Daddy blog

I started this blog when I was following the Life Journal Bible reading plan on YouVersion. (I've since completed that plan.) At that time, YouVersion didn't provide any way for people to respond to my notes, other than to "like" them. So this blog is here to remedy that problem. You may comment on my notes here in the comment section.
I also have a general blog.

Saturday, April 2, 2016

Democracy v.s. the Divine Right of Kings


S: Proverbs 30:21-23 (Agur the son of Jakeh wrote) “For three things the earth tremble,
and under four, it can’t bear up:
For a servant when he is king;
a fool when he is filled with food;
for an unloved woman when she is married;
and a servant who is heir to her mistress.”

O: When I first read these verses, I thought to myself, “This is written by a royalist and is nonsense to justify the idea of the Divine Right of Kings. As a democrat, I totally reject this as a wrong and evil idea. It's just the opinion of Agur the son of Jakeh, not of God.”

I am also reminded of the story of Hang Tuah v.s. Hang Jebat from the Hikayat Hang Tuah. Here is a summary from Wikipedia:

The most memorable chapter in the work concerns a duel between Hang Tuah and his closest friend, Hang Jebat. Hang Tuah was falsely accused of adultery with one of his sultan's maids by his jealous rivals. Upon hearing the accusation, the sultan ordered Hang Tuah killed, without an investigation of his alleged offense. Hang Tuah was secretly saved, however, by his executioner, a bendahara. Hang Jebat was aware that Hang Tuah was being unjustly punished and in a show of support and deep loyalty for his friend, revolted against the sultan. The sultan's forces were unable to suppress Hang Jebat. The sultan later came to realize that Hang Tuah was innocent, and immediately regretted sentencing Hang Tuah to death. The bendahara then told the sultan that Hang Tuah was still alive, and that only Hang Tuah could overcome Hang Jebat's rebellion. Hang Tuah was immediately recalled and given amnesty. After seven days of fighting, Hang Tuah managed to kill Hang Jebat.

To me, Hang Tuah was no hero — he was a fool. The Sultan was wrong, and the Sultan was an evil dictator who should be deposed. Hang Jebat was right, and was unjustly killed by his friend Hang Tuah who was misguided. This kind of incorrect thinking is partly what enables modern politicians in Malaysia to continue to hold on to power in spite of the evil they do.

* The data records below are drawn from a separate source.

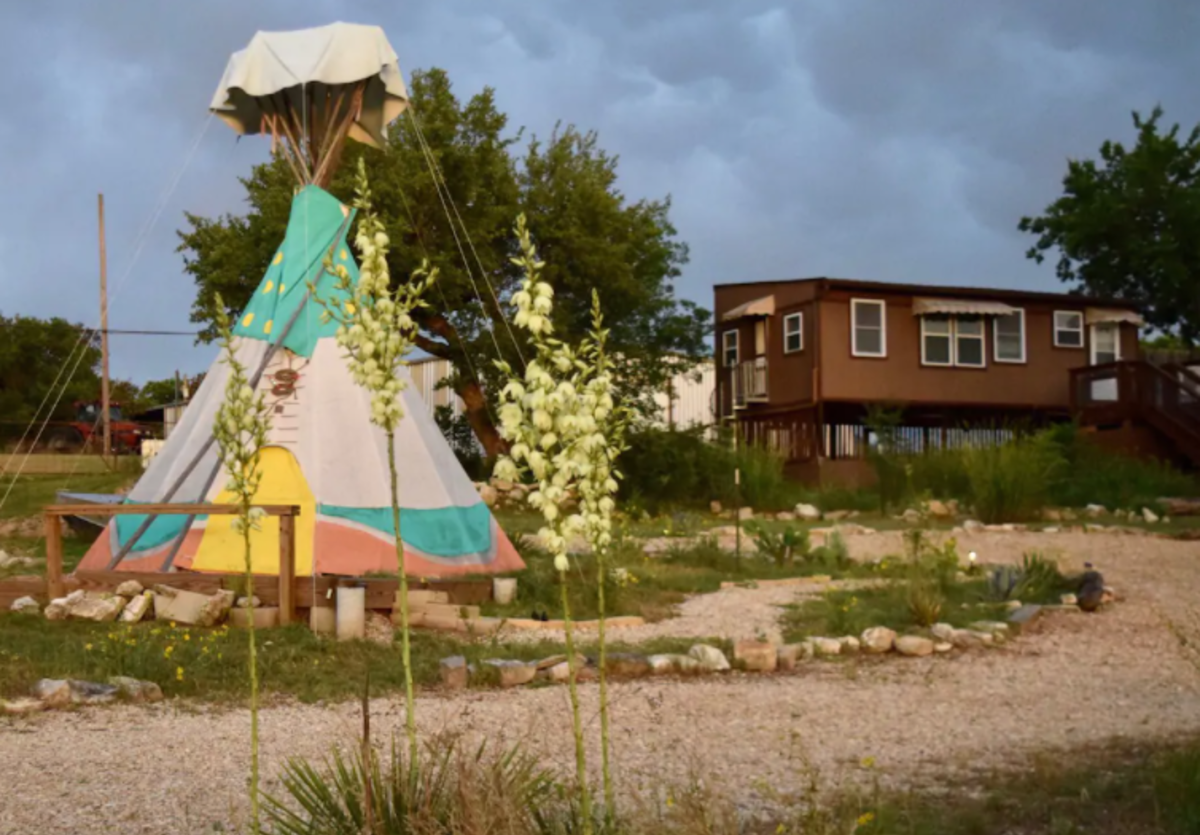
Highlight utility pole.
[97,194,113,461]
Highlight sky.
[0,0,1200,383]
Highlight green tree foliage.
[0,314,100,425]
[179,68,709,456]
[1018,107,1200,346]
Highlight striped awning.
[721,295,775,322]
[1084,307,1146,325]
[912,299,1018,316]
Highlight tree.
[1018,107,1200,346]
[179,68,709,457]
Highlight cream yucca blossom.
[308,158,438,762]
[494,216,629,828]
[213,294,271,834]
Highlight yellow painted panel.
[192,446,317,575]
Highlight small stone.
[646,653,701,674]
[928,499,954,519]
[121,591,154,624]
[0,698,49,716]
[688,644,730,673]
[896,635,934,657]
[812,638,841,656]
[796,503,821,522]
[31,679,71,708]
[438,655,468,690]
[114,579,145,600]
[67,679,119,704]
[484,659,538,687]
[929,624,955,641]
[605,653,652,678]
[733,641,779,673]
[862,626,896,655]
[775,641,812,669]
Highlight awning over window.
[912,299,1018,316]
[721,295,775,322]
[1084,307,1146,325]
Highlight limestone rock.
[114,579,145,600]
[438,655,467,690]
[67,593,125,623]
[812,638,841,656]
[0,698,47,716]
[929,499,954,519]
[688,644,730,673]
[67,679,119,704]
[646,653,701,674]
[484,659,538,687]
[775,641,812,669]
[862,626,896,655]
[32,679,71,708]
[929,624,954,641]
[796,503,821,522]
[605,653,650,678]
[733,641,779,673]
[896,635,934,657]
[121,591,154,624]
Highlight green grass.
[0,613,727,702]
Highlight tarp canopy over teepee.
[79,22,523,576]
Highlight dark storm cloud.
[0,0,1200,379]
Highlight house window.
[954,317,986,368]
[991,311,1025,362]
[784,313,804,354]
[850,299,888,356]
[920,316,984,368]
[1054,311,1084,348]
[721,330,738,368]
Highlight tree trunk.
[416,313,508,459]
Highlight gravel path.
[0,534,1200,835]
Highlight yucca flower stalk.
[308,160,437,763]
[212,294,271,835]
[496,215,633,833]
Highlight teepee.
[79,23,523,577]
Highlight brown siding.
[820,289,1138,408]
[714,282,818,406]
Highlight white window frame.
[991,307,1028,365]
[1051,311,1087,350]
[920,316,988,368]
[784,311,804,354]
[721,328,742,368]
[850,299,888,358]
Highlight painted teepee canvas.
[79,24,523,577]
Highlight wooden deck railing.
[43,504,300,624]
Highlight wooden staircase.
[1070,360,1200,468]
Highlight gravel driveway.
[0,534,1200,835]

However, Matthew Henry, a 17th century Welsh Nonconformist minister, in his Commentary gives a different perspective on the passage:

Four sorts of persons are very troublesome. Men of low origin and base spirit, who, getting authority, become tyrants. Foolish and violent men indulging in excesses. A woman of a contentious spirit and vicious habits. A servant who has obtained undue influence. Let those whom Providence has advanced from low beginnings, carefully watch against that sin which most easily besets them.

So, perhaps this is not an approval of the Divine Right of Kings, but rather, an admonition that, if God allows you to advance from low beginnings, do not allow it make you proud and haughty. If you're allowed to become a king, then act nobly. Not that class mobility is prohibited, but rather, that we should act rightly when we are elevated.

Toby Sumpter, Pastor of Trinity Reformed Church in Moscow, Idaho, has another take on this:

Here the servant is probably a member of the king’s cabinet, another subordinate official who has usurped the crown (Gen. 24:2, 1 Sam. 27:12). If the king is supposed to be a rock, a steady leader for the stability of his people, a revolt causes great tumult in the earth. The seizing of glory and power is rarely a good sign, and rarely are those who do so prepared for the task. Frequently, rebels who oust tyrants merely establish more tyranny or worse. People who are not ready to rule, who are suddenly given great power and authority frequently abuse it.

A: Both Henry's and Sumpter's interpretations have bearing on authority and democracy. As Lord Acton said, “Power tends to corrupt, and absolute power corrupts absolutely.”

We must hold our leaders accountable, lest they become corrupt and abuse their power. We also must police ourselves when we get into any position of authority — even many pastors have ended up abusing their power over their congregation and become dictatorial. I myself in my authority over my students and my family must keep in mind that I am accountable to the Master above me.

S: Father, in my exercise of authority, keep me humble and accountable to You. May I not abuse any power you give me. In Jesus' name, amen.

Note: The illustration is from The Tyranny of King Washington, an alternate-history video game which explores how things may have turned out if George Washington did not do the noble thing of instituting a democracy and relinquishing power after he won the American Revolution. George Washington could so easily have made himself king, but he was apparently motivated by nobler ideals, perhaps from his Christian faith, and so instead helped found a nation built on freedom of religion, freedom of the press, freedom of assembly, and freedom for citizens to critique the government and hold their leaders accountable. I wish we and the rest of the world had these freedoms!